Die Kostenentscheidung beruht auf § 193 Abs. 4 SGG i.d.F. des 6. SGG-Änderungsgesetzes vom 17. August 2001 (in Kraft ab 2. Januar 2002), da die Berufung nach Inkrafttreten des 6. SGG-Änderungsgesetzes eingelegt worden ist (vgl. dazu BSG, Urteil vom 8. Juli 2002 - B 3 P 3/02 R -‚ SozR 3-1500 § 164 Nr. 13). Gebühren nach § 197 a SGG waren vorliegend nicht zu erheben.
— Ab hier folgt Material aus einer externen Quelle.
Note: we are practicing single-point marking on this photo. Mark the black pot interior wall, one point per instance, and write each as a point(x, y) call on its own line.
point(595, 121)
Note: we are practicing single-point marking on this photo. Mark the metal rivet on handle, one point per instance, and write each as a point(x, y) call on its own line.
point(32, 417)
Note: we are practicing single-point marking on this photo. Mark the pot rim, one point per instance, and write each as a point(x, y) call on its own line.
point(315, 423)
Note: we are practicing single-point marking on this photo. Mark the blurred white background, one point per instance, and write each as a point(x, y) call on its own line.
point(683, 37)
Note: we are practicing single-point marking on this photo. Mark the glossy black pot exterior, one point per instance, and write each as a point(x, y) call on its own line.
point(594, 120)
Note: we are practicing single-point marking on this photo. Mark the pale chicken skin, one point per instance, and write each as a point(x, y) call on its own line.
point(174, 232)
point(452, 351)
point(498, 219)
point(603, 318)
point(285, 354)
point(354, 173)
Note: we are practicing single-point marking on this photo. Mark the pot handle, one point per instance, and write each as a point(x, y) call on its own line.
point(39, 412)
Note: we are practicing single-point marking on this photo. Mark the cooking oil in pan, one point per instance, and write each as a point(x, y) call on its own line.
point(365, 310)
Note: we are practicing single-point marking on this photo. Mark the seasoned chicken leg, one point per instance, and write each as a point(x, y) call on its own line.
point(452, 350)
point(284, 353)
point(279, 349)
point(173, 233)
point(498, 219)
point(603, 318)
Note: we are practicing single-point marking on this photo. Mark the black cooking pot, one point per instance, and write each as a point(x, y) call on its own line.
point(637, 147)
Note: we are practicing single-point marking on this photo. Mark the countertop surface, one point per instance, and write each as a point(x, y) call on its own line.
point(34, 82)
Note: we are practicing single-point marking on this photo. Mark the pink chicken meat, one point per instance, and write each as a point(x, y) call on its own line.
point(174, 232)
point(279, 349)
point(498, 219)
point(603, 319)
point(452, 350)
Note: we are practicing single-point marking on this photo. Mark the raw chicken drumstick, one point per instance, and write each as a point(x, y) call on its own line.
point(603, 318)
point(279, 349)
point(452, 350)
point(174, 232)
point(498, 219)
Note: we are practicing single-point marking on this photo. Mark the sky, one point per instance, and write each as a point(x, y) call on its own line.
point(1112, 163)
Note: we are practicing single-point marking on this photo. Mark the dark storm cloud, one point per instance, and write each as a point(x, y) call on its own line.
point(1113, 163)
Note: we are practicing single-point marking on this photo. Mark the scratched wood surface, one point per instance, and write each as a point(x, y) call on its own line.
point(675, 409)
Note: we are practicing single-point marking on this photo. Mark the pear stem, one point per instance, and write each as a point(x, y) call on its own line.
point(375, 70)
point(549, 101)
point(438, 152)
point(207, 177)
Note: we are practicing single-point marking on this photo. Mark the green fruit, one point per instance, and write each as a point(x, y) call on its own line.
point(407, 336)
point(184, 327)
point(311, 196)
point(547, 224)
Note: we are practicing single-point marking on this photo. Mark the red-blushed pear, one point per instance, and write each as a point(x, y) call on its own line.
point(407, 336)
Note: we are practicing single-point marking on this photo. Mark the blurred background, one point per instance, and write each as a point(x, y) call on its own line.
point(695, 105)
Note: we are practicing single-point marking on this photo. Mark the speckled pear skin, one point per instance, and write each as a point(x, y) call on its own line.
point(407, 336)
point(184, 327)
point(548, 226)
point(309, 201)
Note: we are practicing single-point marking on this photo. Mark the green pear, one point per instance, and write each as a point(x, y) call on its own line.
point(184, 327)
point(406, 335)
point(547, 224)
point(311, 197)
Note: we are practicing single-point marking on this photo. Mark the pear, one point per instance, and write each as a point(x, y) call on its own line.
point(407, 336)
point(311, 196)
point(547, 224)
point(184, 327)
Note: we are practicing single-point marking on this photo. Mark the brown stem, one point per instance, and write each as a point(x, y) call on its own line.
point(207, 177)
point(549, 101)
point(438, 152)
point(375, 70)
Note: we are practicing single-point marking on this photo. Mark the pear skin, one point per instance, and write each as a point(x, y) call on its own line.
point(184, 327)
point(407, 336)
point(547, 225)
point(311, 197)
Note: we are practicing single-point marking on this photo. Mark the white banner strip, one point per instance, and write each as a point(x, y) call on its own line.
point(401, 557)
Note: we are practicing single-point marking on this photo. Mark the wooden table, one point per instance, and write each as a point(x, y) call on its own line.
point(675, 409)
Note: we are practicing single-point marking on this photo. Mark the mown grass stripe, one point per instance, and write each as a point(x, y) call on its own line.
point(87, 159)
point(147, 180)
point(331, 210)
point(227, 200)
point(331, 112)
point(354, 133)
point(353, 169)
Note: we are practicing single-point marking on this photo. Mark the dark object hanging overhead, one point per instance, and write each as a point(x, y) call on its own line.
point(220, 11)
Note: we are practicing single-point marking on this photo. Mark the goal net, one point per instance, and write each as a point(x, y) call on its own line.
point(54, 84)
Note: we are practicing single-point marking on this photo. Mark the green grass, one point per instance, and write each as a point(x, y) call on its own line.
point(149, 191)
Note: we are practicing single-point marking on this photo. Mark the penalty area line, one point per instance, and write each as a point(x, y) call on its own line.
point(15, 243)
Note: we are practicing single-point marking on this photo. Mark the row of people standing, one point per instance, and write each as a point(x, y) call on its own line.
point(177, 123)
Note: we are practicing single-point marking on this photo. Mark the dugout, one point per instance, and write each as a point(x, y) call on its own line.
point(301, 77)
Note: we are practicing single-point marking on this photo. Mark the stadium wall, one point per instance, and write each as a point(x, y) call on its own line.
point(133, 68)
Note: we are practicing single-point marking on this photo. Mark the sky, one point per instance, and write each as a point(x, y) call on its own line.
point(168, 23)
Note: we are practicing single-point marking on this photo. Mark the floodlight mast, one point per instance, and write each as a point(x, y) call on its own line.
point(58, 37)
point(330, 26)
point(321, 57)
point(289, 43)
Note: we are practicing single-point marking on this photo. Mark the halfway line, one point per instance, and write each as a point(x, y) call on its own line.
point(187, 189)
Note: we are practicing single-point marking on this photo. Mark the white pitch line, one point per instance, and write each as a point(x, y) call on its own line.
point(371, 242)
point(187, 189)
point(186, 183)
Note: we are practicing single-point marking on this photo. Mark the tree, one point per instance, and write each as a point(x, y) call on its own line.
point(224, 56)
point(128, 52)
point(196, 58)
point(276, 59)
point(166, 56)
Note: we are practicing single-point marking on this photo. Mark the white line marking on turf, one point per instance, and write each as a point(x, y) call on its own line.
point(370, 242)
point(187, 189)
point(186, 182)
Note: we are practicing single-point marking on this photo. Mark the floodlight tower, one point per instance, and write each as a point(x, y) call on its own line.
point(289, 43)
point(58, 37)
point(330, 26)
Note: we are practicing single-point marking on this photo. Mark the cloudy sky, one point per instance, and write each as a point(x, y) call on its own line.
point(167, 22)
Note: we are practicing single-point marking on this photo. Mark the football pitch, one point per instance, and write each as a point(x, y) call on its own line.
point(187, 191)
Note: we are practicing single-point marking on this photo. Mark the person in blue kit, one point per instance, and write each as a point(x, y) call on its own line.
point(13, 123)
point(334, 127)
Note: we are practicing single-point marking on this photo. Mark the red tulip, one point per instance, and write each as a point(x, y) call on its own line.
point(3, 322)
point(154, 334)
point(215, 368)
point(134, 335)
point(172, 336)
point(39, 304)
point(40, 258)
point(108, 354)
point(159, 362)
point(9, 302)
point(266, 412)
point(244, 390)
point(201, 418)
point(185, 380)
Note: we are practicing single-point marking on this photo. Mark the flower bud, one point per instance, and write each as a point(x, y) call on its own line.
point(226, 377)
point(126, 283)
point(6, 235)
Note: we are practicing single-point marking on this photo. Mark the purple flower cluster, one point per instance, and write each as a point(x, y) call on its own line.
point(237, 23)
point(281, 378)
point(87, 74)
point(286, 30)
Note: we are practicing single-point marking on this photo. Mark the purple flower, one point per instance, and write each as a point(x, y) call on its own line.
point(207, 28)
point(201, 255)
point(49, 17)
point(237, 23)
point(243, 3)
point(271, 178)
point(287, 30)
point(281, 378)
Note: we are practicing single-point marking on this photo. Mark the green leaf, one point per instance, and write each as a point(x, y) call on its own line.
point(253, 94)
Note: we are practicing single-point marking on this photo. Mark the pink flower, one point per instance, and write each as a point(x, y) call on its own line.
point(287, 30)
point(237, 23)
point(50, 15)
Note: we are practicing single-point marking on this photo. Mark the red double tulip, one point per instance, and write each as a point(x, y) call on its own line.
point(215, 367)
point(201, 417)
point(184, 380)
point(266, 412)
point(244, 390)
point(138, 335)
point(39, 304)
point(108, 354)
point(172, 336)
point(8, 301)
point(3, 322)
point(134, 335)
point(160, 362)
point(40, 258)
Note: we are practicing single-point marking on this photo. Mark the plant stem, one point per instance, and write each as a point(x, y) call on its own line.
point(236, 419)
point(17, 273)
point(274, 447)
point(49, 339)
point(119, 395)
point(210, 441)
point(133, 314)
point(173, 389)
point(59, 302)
An Stelle von § 197 a SGG gilt § 183 SGG in der bisherigen Fassung, wenn das von § 197 a SGG erfasste Verfahren, wie hier, vor dem 2. Januar 2002 rechtshängig geworden ist. Das Verfahren ist dann in allen Rechtsmittelzügen kostenfrei (vgl. Übergangsregelung nach Art. 17 des 6. SGG-Änderungsgesetzes vom 17. August 2001; Meyer-Ladewig, SGG, 7. Auflage, § 197 a Rdnr. 1).

Die Revision war nicht zuzulassen, da die Voraussetzungen von § 160 Abs. 2 SGG nicht vorliegen.